Instead, this was moved up to second phase and increased so that each one received from eight to twelve hours, including movies on such subjects as icing. The purpose of this review and instruction was to enable the crewmembers to understand what they hear about in weather briefing and make accurate observations and report when they come back from a mission. Another feature of the combat crew training was the emphasis put on aircraft recognition. In addition to the scheduled classes, the Squadrons S-2 section gave additional practice whenever a crew had some flee time. Although it was no longer required the 833rd Squadron S-2 continued to show slides at a tenth of a second, saying that 833"' crew members made higher grades in tests at the gunnery school
Davis-Monthan Field was still in need of more gunnery training facilities in order to comply to the letter with the Second Air Force gunnery-training program. Building of high tower ranges was begun but they had not been finished at the end of January.
7. Information supplied by Capt. Skipp.
Nevertheless, it was felt that the 486th was fortunate in being sent to Davis-Monthan Field to train. Its facilities, quarters, officer's mess, as well as the sunny climate, were outstanding in the Second Air Force.
Some dissatisfaction was felt regarding the personnel situation. There were complaints from Squadron Commander that inferior personnel were being received to fill vacancies. Some had long court martial records. They felt that a combat unit should get the best; instead of the men the various bases did not want. Instances were cited of clerks who could not type and a radioman who was self taught and too slow. The delay in filling vacancies in combat crews sometimes made it necessary to breakup crews in running missions. Although the regulations require immediate replacement after warning orders are received, there seemed to be confusion between the Air Base and the 16th and 18th Wings as to the responsibility in this matter. By the end of the month, however, the personnel situation is was improving.

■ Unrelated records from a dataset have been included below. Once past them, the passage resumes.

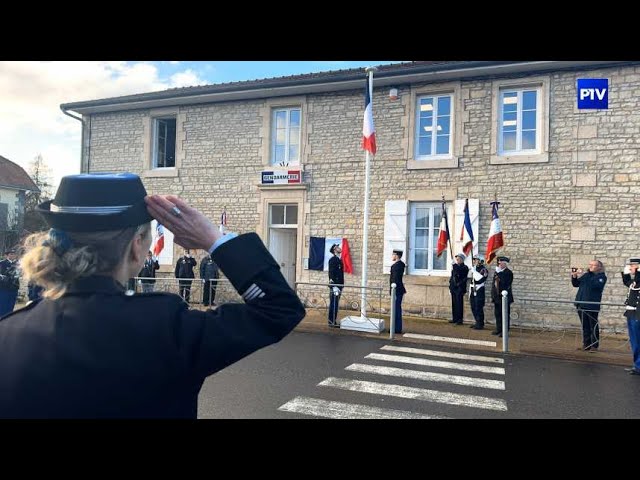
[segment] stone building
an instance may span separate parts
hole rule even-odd
[[[584,78],[608,80],[608,109],[577,108]],[[137,173],[150,192],[180,195],[216,221],[226,207],[228,228],[257,231],[292,284],[327,281],[305,268],[311,236],[346,237],[346,283],[360,285],[364,87],[354,69],[61,107],[82,116],[83,172]],[[514,323],[576,323],[571,305],[519,299],[573,299],[570,267],[594,257],[609,276],[603,301],[623,302],[619,271],[639,253],[640,62],[384,65],[373,115],[368,281],[385,287],[385,302],[390,252],[403,248],[405,309],[449,315],[450,258],[434,252],[443,195],[455,250],[469,199],[481,254],[500,201]],[[179,254],[168,253],[166,269]],[[623,320],[615,308],[601,319]]]

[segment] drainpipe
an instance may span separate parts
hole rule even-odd
[[[65,115],[67,115],[68,117],[74,118],[75,120],[78,120],[81,124],[82,124],[82,137],[80,140],[80,172],[81,173],[89,173],[89,163],[90,163],[90,159],[91,159],[91,117],[89,117],[89,132],[87,135],[87,140],[89,141],[88,146],[86,147],[86,155],[85,155],[85,125],[86,122],[82,117],[76,117],[75,115],[71,115],[69,112],[67,112],[62,105],[60,106],[60,110],[62,110],[62,113],[64,113]],[[86,166],[87,166],[87,170],[85,172],[83,172],[83,166],[84,166],[84,162],[83,159],[86,156],[87,162],[86,162]]]

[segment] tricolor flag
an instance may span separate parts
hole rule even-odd
[[[332,245],[340,245],[344,273],[353,273],[353,261],[346,238],[311,237],[309,241],[309,270],[329,270],[329,259],[333,254],[329,251]]]
[[[436,256],[442,255],[447,250],[447,243],[449,242],[451,235],[449,235],[449,221],[447,220],[447,209],[442,202],[442,219],[440,220],[440,233],[438,234],[438,247]]]
[[[489,241],[487,242],[487,253],[485,261],[487,264],[496,258],[496,252],[504,246],[504,238],[502,236],[502,225],[498,218],[498,205],[500,202],[491,202],[493,208],[491,210],[491,228],[489,228]]]
[[[471,230],[471,217],[469,216],[469,199],[464,201],[464,223],[460,232],[460,241],[462,242],[462,251],[465,255],[469,255],[473,250],[473,231]]]
[[[376,154],[376,127],[373,125],[373,104],[369,94],[369,78],[367,77],[367,87],[364,94],[364,123],[362,125],[362,148],[368,150],[372,155]]]
[[[157,257],[164,248],[164,227],[158,224],[156,227],[156,241],[153,245],[153,254]]]

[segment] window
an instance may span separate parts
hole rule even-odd
[[[153,119],[153,168],[176,166],[176,118]]]
[[[539,149],[539,89],[500,92],[499,151],[535,153]]]
[[[271,164],[300,163],[300,108],[278,108],[271,119]]]
[[[424,275],[434,271],[448,271],[449,254],[442,254],[439,258],[436,256],[441,220],[441,203],[411,203],[408,273]],[[450,232],[452,227],[449,221]]]
[[[272,227],[298,225],[298,205],[271,205],[269,224]]]
[[[450,157],[453,95],[420,96],[416,102],[414,158]]]

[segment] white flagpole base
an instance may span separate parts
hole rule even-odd
[[[364,317],[362,315],[356,317],[352,315],[340,320],[340,329],[381,333],[384,330],[384,320],[382,318]]]

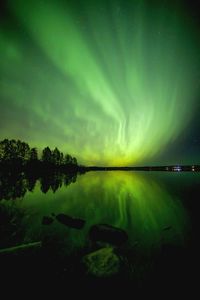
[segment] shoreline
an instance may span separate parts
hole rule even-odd
[[[200,172],[199,165],[184,166],[144,166],[144,167],[78,167],[80,170],[89,171],[163,171],[163,172]]]

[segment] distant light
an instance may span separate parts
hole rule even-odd
[[[180,166],[175,166],[175,167],[173,167],[173,171],[175,171],[175,172],[181,172],[182,168]]]

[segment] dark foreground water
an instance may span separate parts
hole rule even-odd
[[[2,177],[0,183],[1,249],[42,243],[40,249],[1,254],[5,280],[34,277],[63,285],[124,280],[139,289],[195,286],[199,173],[88,172],[37,181],[22,174]],[[61,224],[55,218],[60,213],[85,220],[83,228]],[[120,246],[92,242],[89,230],[99,223],[124,229],[128,241]],[[113,249],[120,260],[119,268],[109,265],[111,275],[83,266],[83,257],[102,248]]]

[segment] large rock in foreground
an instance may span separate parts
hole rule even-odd
[[[103,241],[114,245],[121,245],[128,240],[126,231],[107,224],[93,225],[89,236],[92,241]]]
[[[93,277],[109,278],[117,275],[120,270],[120,259],[113,248],[99,249],[83,257],[86,273]]]

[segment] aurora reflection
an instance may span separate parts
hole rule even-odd
[[[31,236],[37,240],[49,232],[49,228],[41,230],[41,219],[52,212],[86,220],[84,229],[78,232],[67,231],[56,222],[51,227],[51,234],[60,232],[62,238],[66,236],[68,247],[72,249],[83,247],[90,226],[98,223],[125,229],[130,244],[139,242],[140,250],[145,251],[165,243],[184,244],[189,228],[187,212],[180,199],[150,174],[89,172],[56,194],[51,190],[43,194],[38,183],[34,193],[27,193],[16,203],[28,215],[24,220],[27,239]],[[170,230],[165,231],[168,226]]]

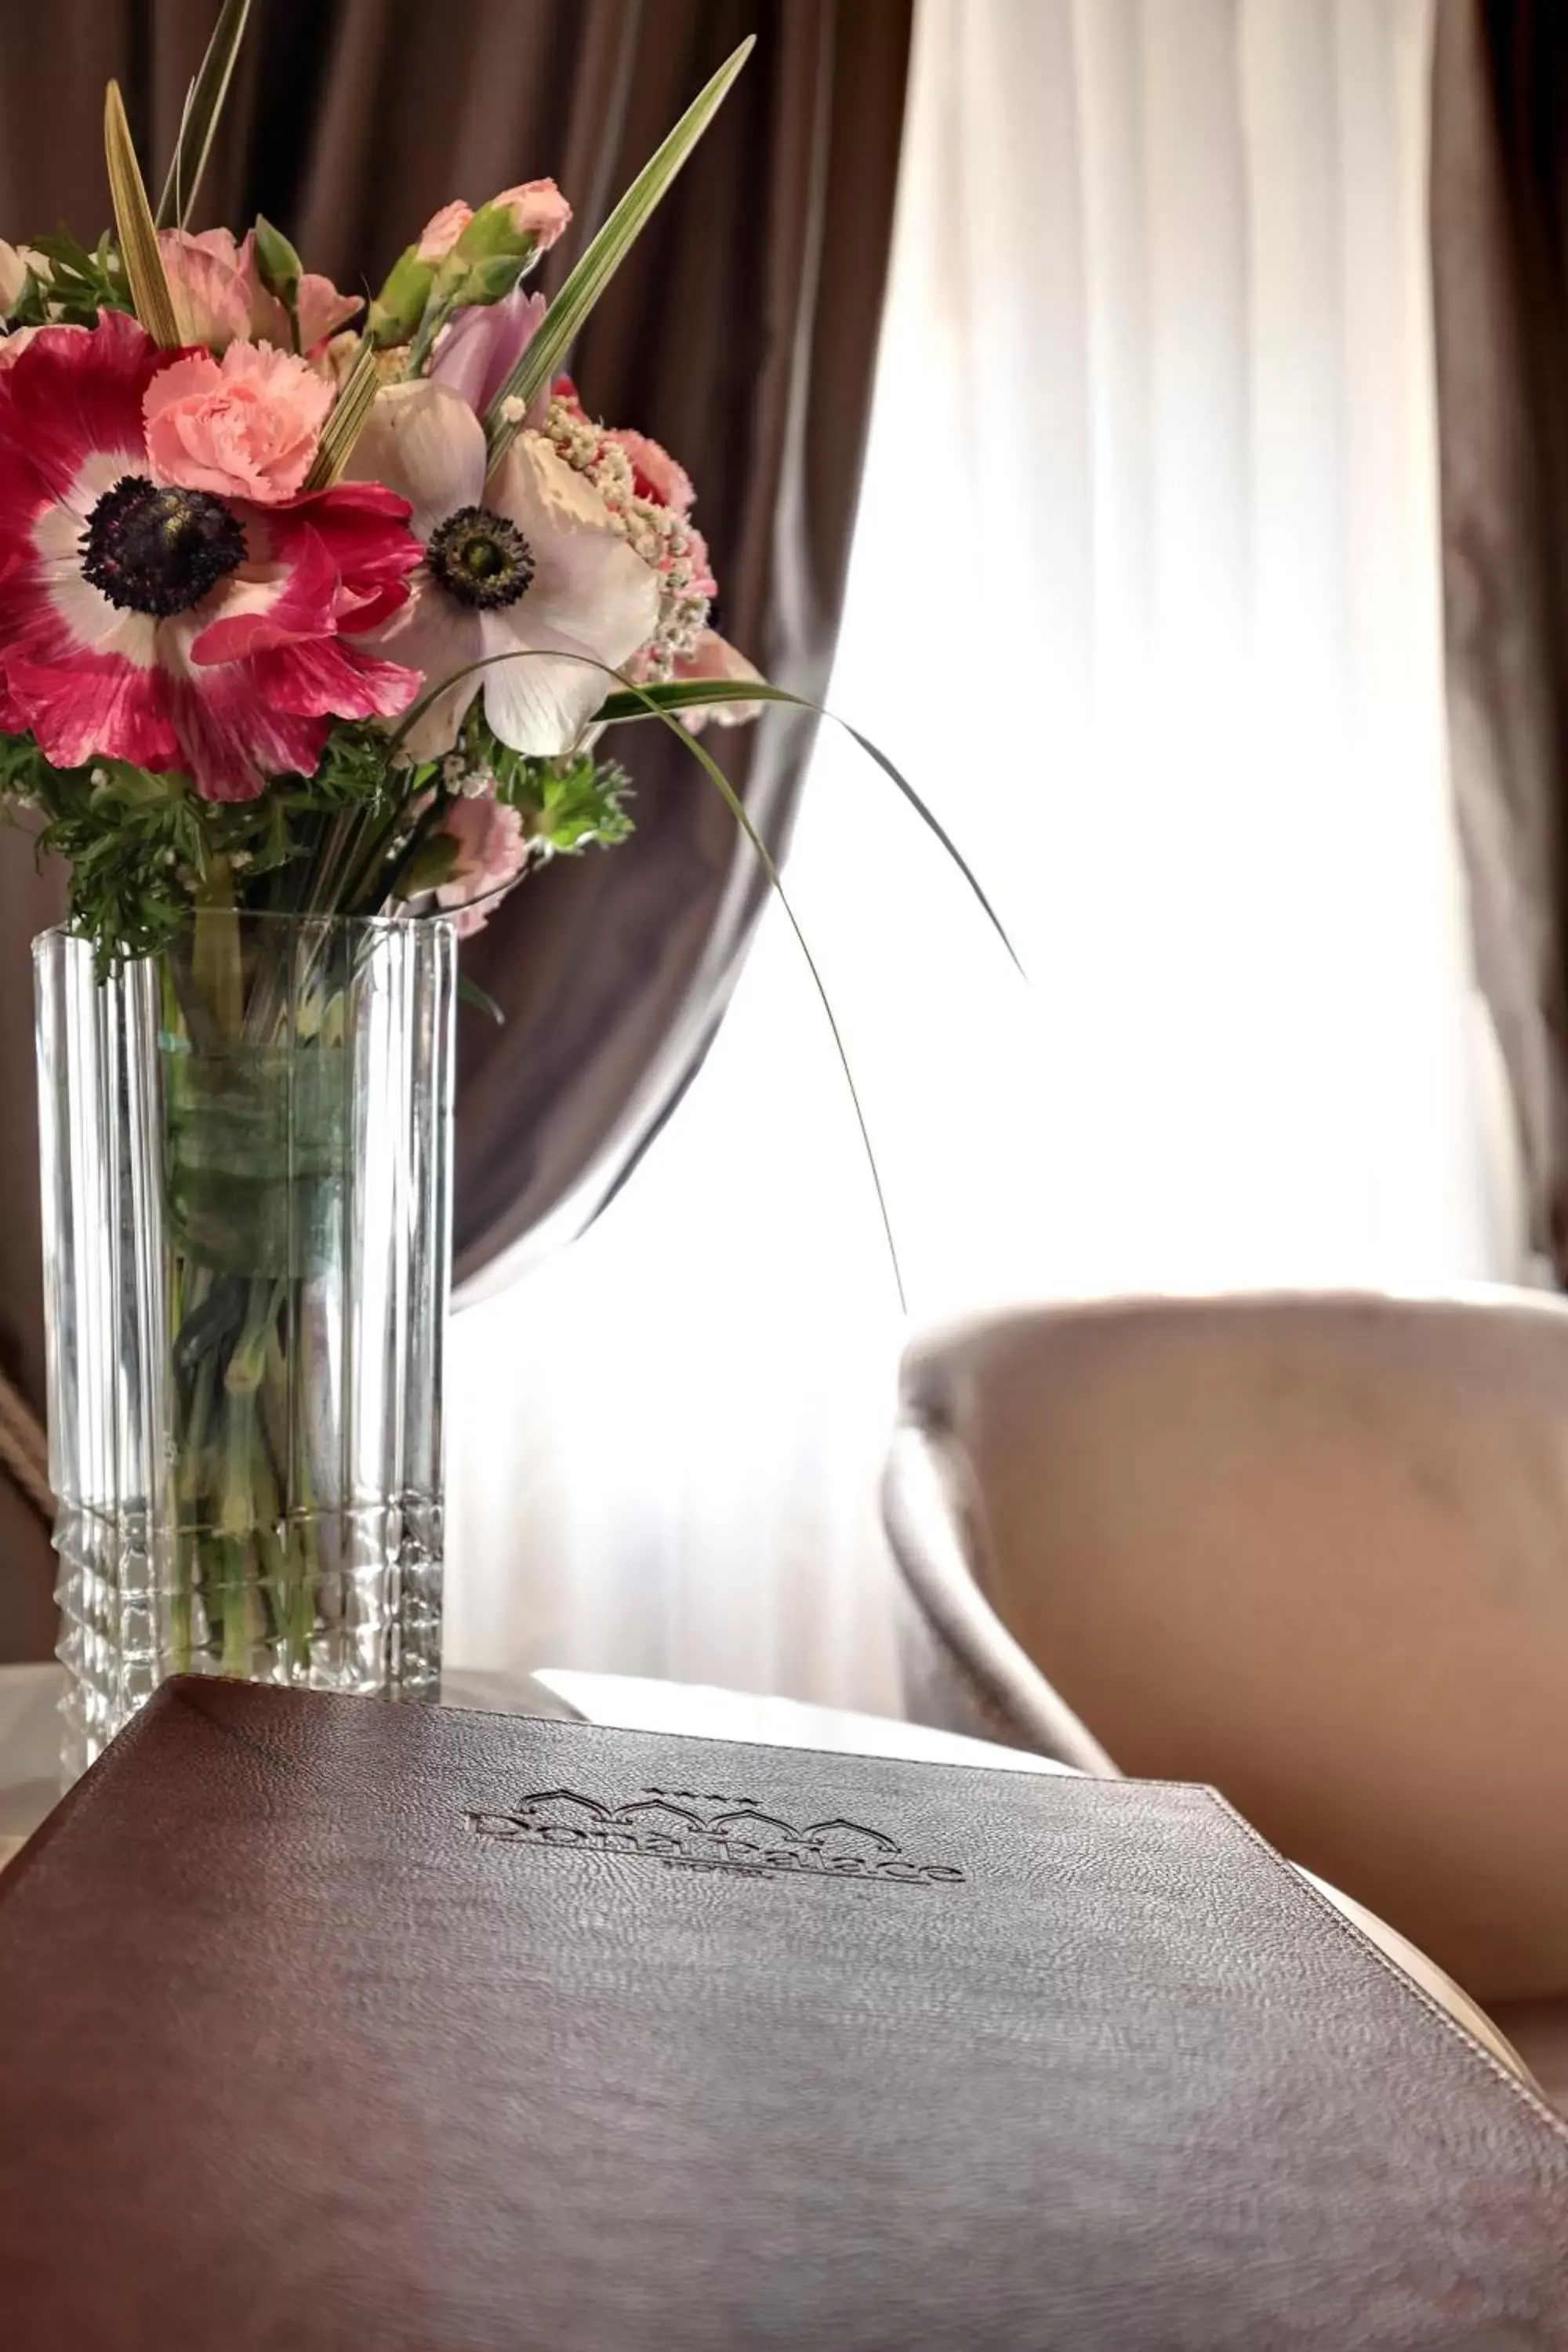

The shortage in combat crews had been reduced to 5 officers and 9 enlisted men. The group was having good luck in getting rid undesirables. The shortage in cooks, formerly the most pressing personal problem, had been made up and 834thSquadron had a supply officer. Personal equipment officers were received whose duty it was to see that combat crews were properly equipped. A communications officer in charge of radar and 28 Teletype operators also arrived in January. A new Chaplin Lieutenant Costner joined the group.
10. Statement by Lt. Col. Overing.
The personnel problem and other difficulties were discussed at a special meeting of the Group's Staff on January 21, when the Squadron Commander, Executive officers, and operations officers were present. The commanding officer invited them to the air their grievances and suggest how members of the Group staff could remedy them. The meeting was long and the discussion spirited, but a number of difficulties were presented. At the close, Colonel Overing summed up the results and issue directions concerning the handling of transportation, the chain of command, and the securing of supplies.
The new assisted Special Service officer, Lieutenant Wiley, in charge of that department while Lieutenant Bloom spent the month in Orientation School, took part in preparing the group for overseas. His office urged the making of allotments, sold war bonds, and assisted men to make wills and powers of attorney. Lieutenant Wiley went to the 832nd Squadron and talked to all enlisted men did not have $10,000 insurance, and as a result sold $130,000 worth. $185,000 was sold during January. A day room was being fitted up for Group enlisted men, ready for opening early in February.
Much the same athletic program was maintained as in December, except that officers' bowling became inactive. There were eight enlisted men's teams in the Group-bowling league. There were five enlisted men's teams and the officers' team and the Base basketball league. The 835th Squadron team was tied for first place.
13. Information supplied by Lt. Wiley
During January 16th Wind permitted compliance with the Second Air Force Policy of trying to give furloughs before a unit goes overseas. This was difficult because of a heavy burden of work and training but a number of officers and men were able to take advantage of it.
Some confusion was occasioned early in the month when Governor of Arizona directed returned to standard time. An inconvenient situation for many members of the group was relieved when the War Department directed compliance with the local change. The railroads and some government offices, however, continued on wartime.
The group had its first airplane accident on January 28 when one of its planes had to land at Winslow, and its landing gear folded. No one was hurt.
The 486th bombardment group began the month with, 221 officers, 1265 enlisted men and 19 airplanes. On the last day of the month, it had 396 officers, 1647 enlisted men, and 40 airplanes (some of which were its new "Fly-Aways"). The number of flying hours for January was 4142.
14. 16th Bombardment Operational Wing, Memorandum 80-4 (5 January 1944), complying with 2nd Air Force, Memorandum 35-16.